A livello europeo, tra il 2010 e il 2022, l’indicatore composito del Goal 17 rimane sostanzialmente stabile. In particolare, se da una parte si registra un aumento dello 0,14% – rispetto al reddito nazionale lordo – delle sovvenzioni/prestiti concessi dal settore pubblico per promuovere lo sviluppo economico e il benessere nei Paesi terzi, dall’altra si riduce dello 0,7% la percentuale delle importazioni europee dai Paesi in via di sviluppo. Più in generale, a fronte di una media europea in leggero peggioramento, alcuni Paesi, come Spagna, Croazia e Lussemburgo, registrano un calo più significativo.
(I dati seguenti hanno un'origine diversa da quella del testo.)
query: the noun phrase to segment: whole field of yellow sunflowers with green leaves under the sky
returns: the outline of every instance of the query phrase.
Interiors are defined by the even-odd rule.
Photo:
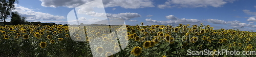
[[[188,50],[255,51],[256,33],[210,25],[0,27],[0,56],[256,56],[189,55]]]

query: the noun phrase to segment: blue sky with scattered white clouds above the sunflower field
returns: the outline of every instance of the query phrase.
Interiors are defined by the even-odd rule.
[[[200,24],[215,29],[255,31],[254,0],[23,0],[16,5],[27,21],[61,24]],[[9,21],[8,19],[7,21]],[[100,22],[101,21],[101,22]],[[241,28],[244,26],[244,28]]]

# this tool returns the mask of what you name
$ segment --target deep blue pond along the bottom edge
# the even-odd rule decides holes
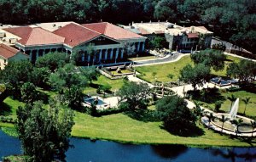
[[[256,148],[189,148],[183,145],[134,145],[72,137],[67,162],[244,162],[256,161]],[[0,131],[0,157],[21,154],[20,142]]]

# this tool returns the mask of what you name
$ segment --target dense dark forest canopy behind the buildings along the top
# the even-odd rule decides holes
[[[0,0],[0,20],[3,24],[103,20],[126,25],[169,20],[205,25],[217,36],[255,53],[255,8],[253,0]]]

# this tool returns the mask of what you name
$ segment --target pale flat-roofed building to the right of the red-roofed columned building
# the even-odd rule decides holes
[[[147,36],[148,39],[154,36],[164,36],[166,42],[169,42],[169,48],[173,50],[210,47],[213,35],[213,32],[208,31],[204,26],[184,27],[170,22],[132,23],[123,28]]]

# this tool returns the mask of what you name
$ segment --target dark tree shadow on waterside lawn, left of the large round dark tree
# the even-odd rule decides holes
[[[133,120],[139,120],[143,122],[160,121],[159,117],[155,114],[155,111],[150,109],[128,110],[125,111],[124,114]]]

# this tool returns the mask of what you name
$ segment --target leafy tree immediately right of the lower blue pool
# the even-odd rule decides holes
[[[125,81],[125,84],[119,89],[118,95],[121,102],[128,103],[129,109],[145,109],[144,100],[150,96],[150,88],[147,83]]]

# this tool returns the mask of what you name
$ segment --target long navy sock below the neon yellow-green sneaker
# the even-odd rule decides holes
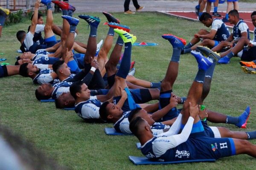
[[[126,79],[131,67],[131,42],[125,43],[125,51],[120,64],[120,68],[116,73],[116,76]]]

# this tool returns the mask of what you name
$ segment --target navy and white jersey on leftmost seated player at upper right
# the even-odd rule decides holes
[[[212,21],[212,30],[216,30],[216,34],[213,40],[224,41],[230,36],[230,31],[227,28],[226,24],[222,22],[221,19],[215,18]]]

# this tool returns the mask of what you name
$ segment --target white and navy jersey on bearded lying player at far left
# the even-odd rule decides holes
[[[41,70],[38,75],[33,79],[33,82],[35,84],[42,85],[43,83],[50,83],[50,84],[56,84],[60,82],[60,79],[53,79],[51,73],[53,70],[51,69],[44,69]]]

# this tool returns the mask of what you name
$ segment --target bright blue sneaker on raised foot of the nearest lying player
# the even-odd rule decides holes
[[[212,59],[204,57],[200,52],[193,50],[190,53],[195,57],[196,61],[198,62],[198,68],[203,69],[204,71],[207,71],[213,63]]]

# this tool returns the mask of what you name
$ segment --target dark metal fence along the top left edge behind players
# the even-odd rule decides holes
[[[35,2],[36,0],[0,0],[0,6],[10,11],[27,11],[35,6]],[[45,9],[44,4],[41,4],[39,9]]]

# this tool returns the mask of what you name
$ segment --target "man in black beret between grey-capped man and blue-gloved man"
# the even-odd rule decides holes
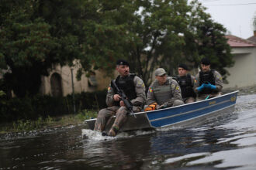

Anche l’Italia riporta nel 2022 un dato inferiore a quello del 2010, posizionandosi al di sotto della media europea.

A fronte dell’instabilità e delle tensioni geopolitiche, gli Orientamenti politici 2024-2029 della presidenza von der Leyen ritengono necessario saldare la collaborazione tra l’Unione europea e “partner e amici che la pensano allo stesso modo” all’interno del G7 e oltre. L’allargamento dell’Ue viene inoltre assunto come un imperativo geopolitico in favore della pace e della cooperazione. Inoltre, la presidente della Commissione indica la necessità di un approccio più strategico nei confronti dei Paesi “vicini”, prevedendo l’adozione di un “Patto per il Mediterraneo” e la nomina di un Commissario ad hoc. In tale contesto, l’Europa dovrà anche svolgere un ruolo più attivo in Medio Oriente, con nuovi sforzi diplomatici per garantire una soluzione giusta e globale al conflitto in corso a Gaza. Infine, von der Leyen auspica un ruolo guida per l’Europa nella riforma del multilateralismo.